Face à la mise en place de cette compétition généralisée, il apparaît important de permettre une prise de conscience politique des étudiants et cela passe par des espaces de discussions inter-catégoriels.

Enfin une dernière intervention autour de la non-reconnaissance de la pénibilité dans le cas de la chimie, vise à mettre en débat plus largement le monde du travail et les réformes antisociales en cours. Le compte pénibilité était, au départ, une garantie demandée par certains syndicats en échange d’un accord sur l’allongement de la durée de cotisation retraite. Cette garantie est aujourd’hui en partie vidée de sa substance puisque certains indicateurs, jugés trop « complexes » à évaluer, « inapplicable concrètement » ne sont plus reconnus : les postures pénibles, les vibrations, les agents chimiques dangereux et les températures extrêmes. Or si ces indicateurs sont inapplicables, c’est essentiellement parce que les accords de branches ont été délibérément sabotés par les organisations patronales (MEDEF en tête), et qu’ils seraient alors évalués individuellement. Cela complexifie évidemment le problème, et amène de l’eau au moulin du MEDEF, qui estime que le compte pénibilité est « une usine à gaz ».

Avec les évolutions actuelles, la disparition des CHSCT ne permettra plus de faire barrage aux dégradations des conditions de travail. Sont évoquées les conditions de travail dans les bâtiments amiantés et les productions toxiques qui sont délocalisées.
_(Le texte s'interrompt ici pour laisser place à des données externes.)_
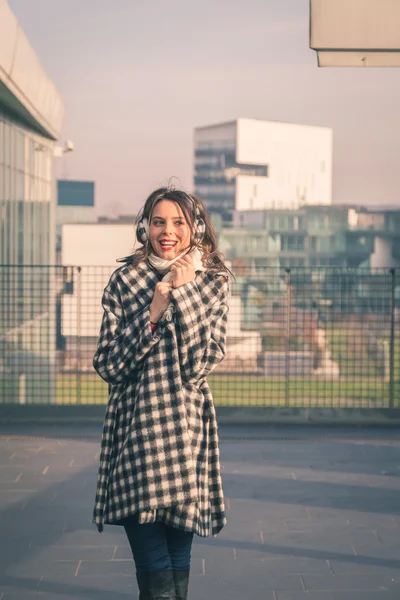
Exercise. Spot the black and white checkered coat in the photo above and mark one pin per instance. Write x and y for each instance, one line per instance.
(159, 452)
La question de la production de la science, notamment au regard de ces modes de financements, est aussi abordée. Ces derniers impactent en effet la recherche scientifique elle-même.

Finalement il apparaît que l’université est un espace qui permet de réunir beaucoup de monde. Il ne s’agit pas d’en faire un espace central, mais bien d’utiliser ce potentiel pour faire circuler une parole libre et critique. La discussion nous amène à réfléchir à nos modes d’actions et de mobilisation au sein de l’université et avec les autres secteurs d’activités. La direction de l’université fait des liens « par le haut » avec le monde de l’entreprise. La pensée critique et le travail scientifique peuvent permettre de faire des liens « par le bas » avec le monde du travail et les divers mouvements sociaux. Il nous reste à trouver comment développer de tels liens de manière pérenne.